Pugh has been better able to expand to other parts of the city from her base in the African American neighbourhoods she has served for three terms in the Maryland Senate. Among other things, she is familiar in many neighbourhoods as an early morning jogger. (At 66, the rail-thin former marathoner still logs 32km a week when she's not campaigning.)

The Philadelphia native came to Baltimore for college and earned an MBA from Morgan State University. She was once president of Strayer Business College (now Strayer University) in Baltimore, leaving her with contacts to milk across the city.

"People have spoken well of her," said Schmoke. "She has a reputation for integrity."

That reputation has come under fire in recent weeks as the race has taken a nasty turn. Her opponents have accused Pugh of trying to buy votes by passing out chicken wings and ice cream sandwiches to potential volunteers and then busing them directly to early voting stations. One Democratic candidate, lawyer Elizabeth Embry, released an analysis showing that Pugh's mayoral campaign had taken donations from lobbyists with business before the state Senate Finance Committee.

Pugh - who became a familiar presence during the riots, wielding a bullhorn and urging young people to leave the streets - described herself as a someone who doesn't travel with a political entourage.

"I owe nobody nothing," she said. "The greatest thing will be walking into that office and being able to focus squarely on the people."

Mckesson and two volunteers were going house to house on Culver Street, an African American neighbourhood on the West Side. He wore the same L.L. Bean backpack, embroidered "DeRay," that he had worn as an undergraduate at Maine's Bowdoin College. He wore the ever-present puffy blue vest he made famous during the Ferguson protests.

Mckesson pointed his phone at himself and beamed a live update to his 39,000 followers on Periscope.

"We're out here dropping off lit. People aren't home from work yet," he said, before heading up another walk.

"Hey, I'm DeRay and I'm running for mayor," he said to three older voters sitting on a narrow front porch. He hurried through a list of his national superlatives: one of Fortune magazine's 50 greatest leaders; meetings with President Barack Obama and presidential candidate Hillary Clinton.

"You might have seen me on the Colbert show," he said.

"How old are you?" asked Vivian Jackson, 68, a retired state worker.


"Hmm," she said, looking both sceptical and impressed. When Mckesson moved on, Jackson said she had not heard of him before. She is not one of his 339,000 followers on Twitter.

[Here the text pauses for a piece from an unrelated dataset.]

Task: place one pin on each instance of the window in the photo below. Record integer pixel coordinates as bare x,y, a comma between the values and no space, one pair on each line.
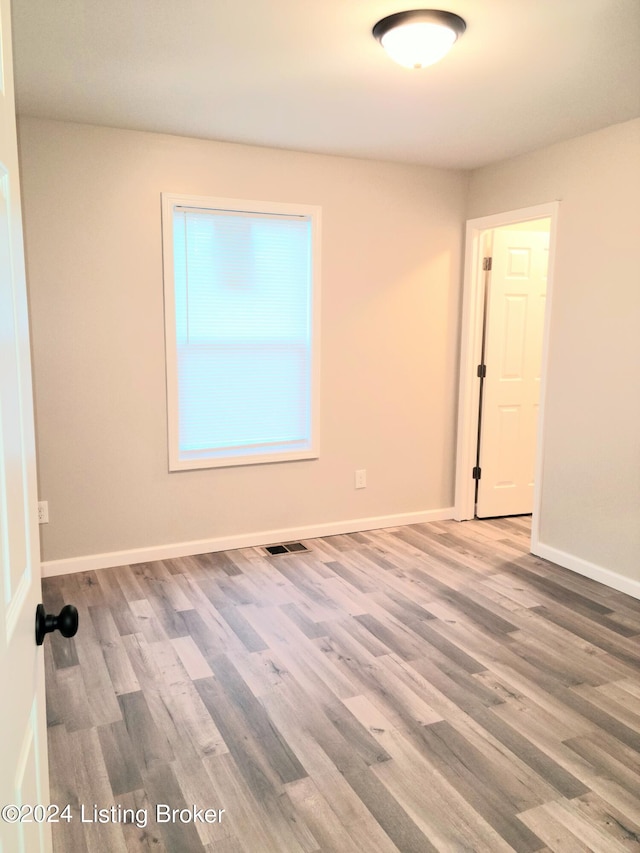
241,322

"I don't have Internet," she said.

Mckesson has gained national support for his brash bid to run Baltimore. But local activists say they aren't surprised his candidacy has languished in a city that runs on relationships.

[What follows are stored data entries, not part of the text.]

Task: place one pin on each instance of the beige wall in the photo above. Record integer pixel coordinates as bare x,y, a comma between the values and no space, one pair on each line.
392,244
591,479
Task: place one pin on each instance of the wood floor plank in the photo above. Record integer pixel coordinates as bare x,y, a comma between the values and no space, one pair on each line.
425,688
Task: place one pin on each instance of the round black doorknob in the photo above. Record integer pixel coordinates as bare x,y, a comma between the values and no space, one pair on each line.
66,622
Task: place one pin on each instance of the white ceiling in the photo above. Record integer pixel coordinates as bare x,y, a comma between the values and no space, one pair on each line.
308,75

"We didn't really know him," said Ray Kelly, a community organiser for the No Boundaries Coalition, a front-line advocacy group in West Baltimore. "Mayor of Baltimore is not a starter job."

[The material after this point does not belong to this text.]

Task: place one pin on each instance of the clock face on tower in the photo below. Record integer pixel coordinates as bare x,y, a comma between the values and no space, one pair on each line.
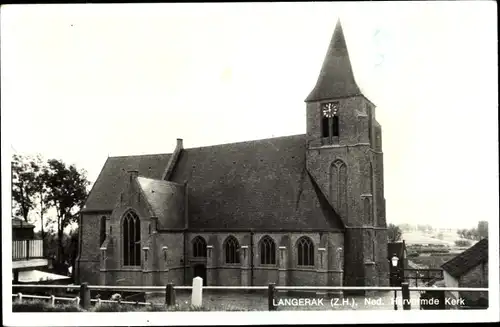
330,109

Harris was able to come down from his roof after four days.

Five hundred Sandtown-Winchester residents cast ballots within a week of the polls opening, more than double the rate in 2014. Early voting has surged across the city, due in part to interest in the presidential primary and the restored right of ex-offenders to vote.

Harris called it a start.

"I'm optimistic," he said. "I'm a preacher. I have to be."